The two large salmon-bearing watersheds in California, the Klamath-Trinity and the Sacramento-San Joaquin basins, drive the production of the recreational, commercial, and tribal harvest of Chinook salmon in the state. Differences in the timing of freshwater return and spawning create a temporal separation between the salmon runs in both systems: the Central Valley has four runs of Chinook salmon (spring-, fall-, late fall- and winter-run), while the Klamath-Trinity system is home to only spring- and fall-run stocks. High homing fidelity of Chinook salmon limits interbreeding among populations separated by location and run-timing, which results in unique genetic signatures and, presumably, localized adaptations of different salmon runs.
However, in these major watersheds and elsewhere, large-scale infrastructure developments and fisheries management practices have presented great obstacles to the maintenance of distinct genetic structure, or patterns of genetic diversity, among Chinook salmon populations. For example, the construction of large dams — such as Lewiston Dam on the Trinity River — prevents the historical geographic separation of temporally distinct runs within a river. Spring-run Chinook salmon, which used to ascend and reproduce in cool headwater reaches, are now forced to share downstream spawning habitat with their fall-run counterparts, resulting in hybridization between the two stocks (Kinziger et al. 2008). Further, large-scale artificial propagation of Chinook salmon and associated stocking practices can contribute to the erosion of distinct population genetic structure, even though these practices are often intended to mitigate the loss of natural production resulting from dam construction. The reasons for this include the high tendency for hatchery-reared Chinook salmon to stray, particularly individuals that are released at locations far from their natal hatchery (CDFG & NMFS 2001). Furthermore, transfers of fertilized eggs among watersheds were exceedingly common in the past, which eroded genetic differences among salmon populations. In California’s Central Valley, these practices have resulted in the loss of genetic structure, effectively homogenizing fall-run Chinook salmon populations and raising concerns regarding the fish’s ability to retain the adaptive potential required to persist under ever- changing environmental conditions (Williamson and May 2005).

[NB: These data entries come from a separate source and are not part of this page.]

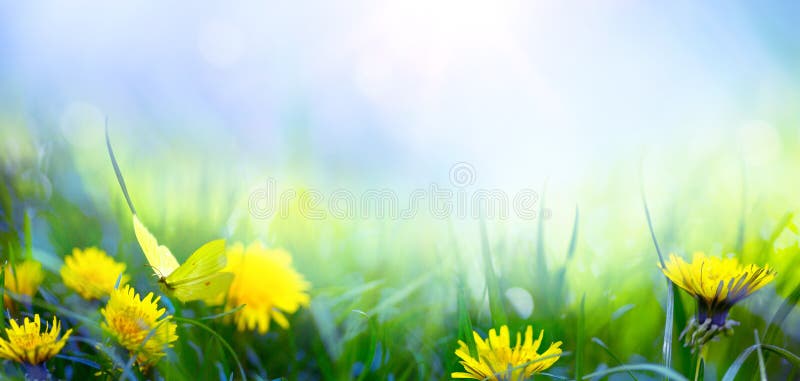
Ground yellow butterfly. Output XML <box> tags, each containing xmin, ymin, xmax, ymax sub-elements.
<box><xmin>106</xmin><ymin>122</ymin><xmax>233</xmax><ymax>302</ymax></box>
<box><xmin>133</xmin><ymin>214</ymin><xmax>233</xmax><ymax>302</ymax></box>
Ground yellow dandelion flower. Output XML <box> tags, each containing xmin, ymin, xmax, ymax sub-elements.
<box><xmin>3</xmin><ymin>259</ymin><xmax>44</xmax><ymax>307</ymax></box>
<box><xmin>0</xmin><ymin>314</ymin><xmax>72</xmax><ymax>365</ymax></box>
<box><xmin>450</xmin><ymin>325</ymin><xmax>561</xmax><ymax>381</ymax></box>
<box><xmin>224</xmin><ymin>242</ymin><xmax>311</xmax><ymax>334</ymax></box>
<box><xmin>100</xmin><ymin>285</ymin><xmax>178</xmax><ymax>367</ymax></box>
<box><xmin>661</xmin><ymin>252</ymin><xmax>775</xmax><ymax>346</ymax></box>
<box><xmin>61</xmin><ymin>247</ymin><xmax>128</xmax><ymax>300</ymax></box>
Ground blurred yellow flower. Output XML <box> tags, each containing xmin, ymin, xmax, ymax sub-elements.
<box><xmin>661</xmin><ymin>252</ymin><xmax>776</xmax><ymax>346</ymax></box>
<box><xmin>3</xmin><ymin>259</ymin><xmax>44</xmax><ymax>308</ymax></box>
<box><xmin>450</xmin><ymin>325</ymin><xmax>561</xmax><ymax>381</ymax></box>
<box><xmin>61</xmin><ymin>247</ymin><xmax>128</xmax><ymax>300</ymax></box>
<box><xmin>100</xmin><ymin>285</ymin><xmax>178</xmax><ymax>368</ymax></box>
<box><xmin>224</xmin><ymin>242</ymin><xmax>311</xmax><ymax>334</ymax></box>
<box><xmin>0</xmin><ymin>314</ymin><xmax>72</xmax><ymax>365</ymax></box>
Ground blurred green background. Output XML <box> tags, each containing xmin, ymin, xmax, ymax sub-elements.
<box><xmin>0</xmin><ymin>2</ymin><xmax>800</xmax><ymax>380</ymax></box>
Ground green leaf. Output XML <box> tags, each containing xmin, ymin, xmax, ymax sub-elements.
<box><xmin>583</xmin><ymin>364</ymin><xmax>689</xmax><ymax>381</ymax></box>
<box><xmin>722</xmin><ymin>344</ymin><xmax>800</xmax><ymax>381</ymax></box>
<box><xmin>575</xmin><ymin>294</ymin><xmax>586</xmax><ymax>380</ymax></box>
<box><xmin>592</xmin><ymin>337</ymin><xmax>638</xmax><ymax>381</ymax></box>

In contrast, fall-run stocks from different tributaries in the Klamath-Trinity system continue to exhibit significant genetic structuring, despite being subjected to large-scale hatchery influences, finds a recent paper in the journal Transactions of the American Fisheries Society (Kinziger et al. 2013). The study authors, which include FISHBIO biologist Michael Hellmair, evaluated genetic variation in all major populations of Chinook salmon in the basin and were able to resolve three distinct genetic lineages. The first is a lower basin group (downstream of the Klamath-Trinity confluence), which is more closely related to coastal Chinook stocks from northern California and southern Oregon than to other Chinook populations in the Klamath-Trinity watershed (Gall et al. 1992). The second is a Klamath group, which encompasses the Iron Gate Hatchery population and fish from tributaries to the mainstem Klamath River upstream of and including the Scott River. The third is a Trinity group, which includes spring- and fall-run populations from the Salmon and Trinity rivers and those stocks propagated in the Trinity River hatchery.

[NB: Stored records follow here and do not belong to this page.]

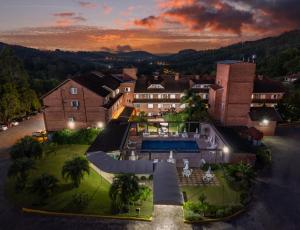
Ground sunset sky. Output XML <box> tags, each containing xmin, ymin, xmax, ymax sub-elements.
<box><xmin>0</xmin><ymin>0</ymin><xmax>300</xmax><ymax>53</ymax></box>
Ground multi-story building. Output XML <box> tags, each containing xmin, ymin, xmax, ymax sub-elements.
<box><xmin>208</xmin><ymin>61</ymin><xmax>284</xmax><ymax>135</ymax></box>
<box><xmin>133</xmin><ymin>74</ymin><xmax>214</xmax><ymax>116</ymax></box>
<box><xmin>42</xmin><ymin>71</ymin><xmax>135</xmax><ymax>131</ymax></box>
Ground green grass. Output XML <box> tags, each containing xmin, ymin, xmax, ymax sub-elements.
<box><xmin>5</xmin><ymin>145</ymin><xmax>153</xmax><ymax>217</ymax></box>
<box><xmin>182</xmin><ymin>170</ymin><xmax>240</xmax><ymax>205</ymax></box>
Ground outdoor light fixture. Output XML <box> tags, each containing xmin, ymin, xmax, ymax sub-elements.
<box><xmin>262</xmin><ymin>119</ymin><xmax>269</xmax><ymax>126</ymax></box>
<box><xmin>68</xmin><ymin>121</ymin><xmax>75</xmax><ymax>129</ymax></box>
<box><xmin>97</xmin><ymin>121</ymin><xmax>104</xmax><ymax>129</ymax></box>
<box><xmin>223</xmin><ymin>146</ymin><xmax>229</xmax><ymax>153</ymax></box>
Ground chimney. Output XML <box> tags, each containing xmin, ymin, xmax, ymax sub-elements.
<box><xmin>257</xmin><ymin>75</ymin><xmax>264</xmax><ymax>80</ymax></box>
<box><xmin>123</xmin><ymin>68</ymin><xmax>137</xmax><ymax>80</ymax></box>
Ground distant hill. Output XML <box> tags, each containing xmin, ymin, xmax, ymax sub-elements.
<box><xmin>0</xmin><ymin>30</ymin><xmax>300</xmax><ymax>94</ymax></box>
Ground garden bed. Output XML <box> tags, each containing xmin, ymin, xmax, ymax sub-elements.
<box><xmin>5</xmin><ymin>145</ymin><xmax>153</xmax><ymax>218</ymax></box>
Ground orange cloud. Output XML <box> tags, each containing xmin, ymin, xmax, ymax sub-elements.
<box><xmin>78</xmin><ymin>1</ymin><xmax>97</xmax><ymax>9</ymax></box>
<box><xmin>102</xmin><ymin>4</ymin><xmax>112</xmax><ymax>14</ymax></box>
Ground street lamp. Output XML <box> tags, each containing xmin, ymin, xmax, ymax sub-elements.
<box><xmin>68</xmin><ymin>121</ymin><xmax>75</xmax><ymax>129</ymax></box>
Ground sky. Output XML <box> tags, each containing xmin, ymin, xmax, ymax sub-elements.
<box><xmin>0</xmin><ymin>0</ymin><xmax>300</xmax><ymax>53</ymax></box>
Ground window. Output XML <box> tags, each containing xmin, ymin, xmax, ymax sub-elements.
<box><xmin>70</xmin><ymin>87</ymin><xmax>77</xmax><ymax>94</ymax></box>
<box><xmin>148</xmin><ymin>104</ymin><xmax>154</xmax><ymax>109</ymax></box>
<box><xmin>71</xmin><ymin>100</ymin><xmax>79</xmax><ymax>108</ymax></box>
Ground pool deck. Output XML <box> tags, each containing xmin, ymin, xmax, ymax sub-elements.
<box><xmin>125</xmin><ymin>133</ymin><xmax>224</xmax><ymax>167</ymax></box>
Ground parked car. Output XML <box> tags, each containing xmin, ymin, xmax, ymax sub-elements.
<box><xmin>0</xmin><ymin>125</ymin><xmax>8</xmax><ymax>131</ymax></box>
<box><xmin>31</xmin><ymin>130</ymin><xmax>48</xmax><ymax>143</ymax></box>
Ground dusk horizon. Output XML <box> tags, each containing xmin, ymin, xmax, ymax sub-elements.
<box><xmin>0</xmin><ymin>0</ymin><xmax>299</xmax><ymax>54</ymax></box>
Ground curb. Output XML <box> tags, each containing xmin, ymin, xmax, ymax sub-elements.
<box><xmin>22</xmin><ymin>208</ymin><xmax>152</xmax><ymax>222</ymax></box>
<box><xmin>184</xmin><ymin>207</ymin><xmax>248</xmax><ymax>224</ymax></box>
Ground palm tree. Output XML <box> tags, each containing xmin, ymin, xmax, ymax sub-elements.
<box><xmin>31</xmin><ymin>173</ymin><xmax>58</xmax><ymax>199</ymax></box>
<box><xmin>109</xmin><ymin>174</ymin><xmax>139</xmax><ymax>212</ymax></box>
<box><xmin>10</xmin><ymin>136</ymin><xmax>43</xmax><ymax>159</ymax></box>
<box><xmin>61</xmin><ymin>157</ymin><xmax>90</xmax><ymax>188</ymax></box>
<box><xmin>8</xmin><ymin>157</ymin><xmax>35</xmax><ymax>191</ymax></box>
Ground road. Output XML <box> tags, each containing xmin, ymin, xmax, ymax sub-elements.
<box><xmin>0</xmin><ymin>125</ymin><xmax>300</xmax><ymax>230</ymax></box>
<box><xmin>0</xmin><ymin>113</ymin><xmax>45</xmax><ymax>158</ymax></box>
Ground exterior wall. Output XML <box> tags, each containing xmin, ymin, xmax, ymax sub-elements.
<box><xmin>248</xmin><ymin>118</ymin><xmax>277</xmax><ymax>136</ymax></box>
<box><xmin>210</xmin><ymin>62</ymin><xmax>255</xmax><ymax>125</ymax></box>
<box><xmin>43</xmin><ymin>80</ymin><xmax>107</xmax><ymax>131</ymax></box>
<box><xmin>119</xmin><ymin>82</ymin><xmax>135</xmax><ymax>107</ymax></box>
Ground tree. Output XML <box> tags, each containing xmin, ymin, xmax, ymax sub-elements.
<box><xmin>31</xmin><ymin>173</ymin><xmax>58</xmax><ymax>200</ymax></box>
<box><xmin>109</xmin><ymin>174</ymin><xmax>139</xmax><ymax>213</ymax></box>
<box><xmin>62</xmin><ymin>157</ymin><xmax>90</xmax><ymax>188</ymax></box>
<box><xmin>8</xmin><ymin>157</ymin><xmax>35</xmax><ymax>191</ymax></box>
<box><xmin>0</xmin><ymin>83</ymin><xmax>21</xmax><ymax>124</ymax></box>
<box><xmin>10</xmin><ymin>136</ymin><xmax>43</xmax><ymax>159</ymax></box>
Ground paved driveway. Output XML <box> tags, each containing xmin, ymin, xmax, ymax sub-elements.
<box><xmin>0</xmin><ymin>126</ymin><xmax>300</xmax><ymax>230</ymax></box>
<box><xmin>0</xmin><ymin>113</ymin><xmax>45</xmax><ymax>158</ymax></box>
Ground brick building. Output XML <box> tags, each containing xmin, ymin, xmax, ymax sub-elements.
<box><xmin>42</xmin><ymin>72</ymin><xmax>135</xmax><ymax>131</ymax></box>
<box><xmin>208</xmin><ymin>61</ymin><xmax>284</xmax><ymax>135</ymax></box>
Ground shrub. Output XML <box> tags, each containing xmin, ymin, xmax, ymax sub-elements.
<box><xmin>256</xmin><ymin>148</ymin><xmax>272</xmax><ymax>167</ymax></box>
<box><xmin>185</xmin><ymin>210</ymin><xmax>202</xmax><ymax>221</ymax></box>
<box><xmin>71</xmin><ymin>192</ymin><xmax>89</xmax><ymax>210</ymax></box>
<box><xmin>52</xmin><ymin>128</ymin><xmax>101</xmax><ymax>144</ymax></box>
<box><xmin>10</xmin><ymin>136</ymin><xmax>43</xmax><ymax>160</ymax></box>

Within the Klamath-Trinity groups, the largest level of genetic differentiation is observed between populations from the Iron Gate and Trinity River hatcheries, located at the final points of anadromous migration on the Klamath and Trinity rivers, respectively. Though the results also indicate genetic mixing between hatchery stocks and wild populations in the Klamath-Trinity basin, most of the straying and genetic mixing appears to happen among geographically adjacent populations in a stepping-stone fashion. This suggests that some semblance of natural population structuring is retained in the Klamath-Trinity system, wherein geography maintains the majority of Chinook salmon genetic structuring within the basin, despite the influence of hatchery practices.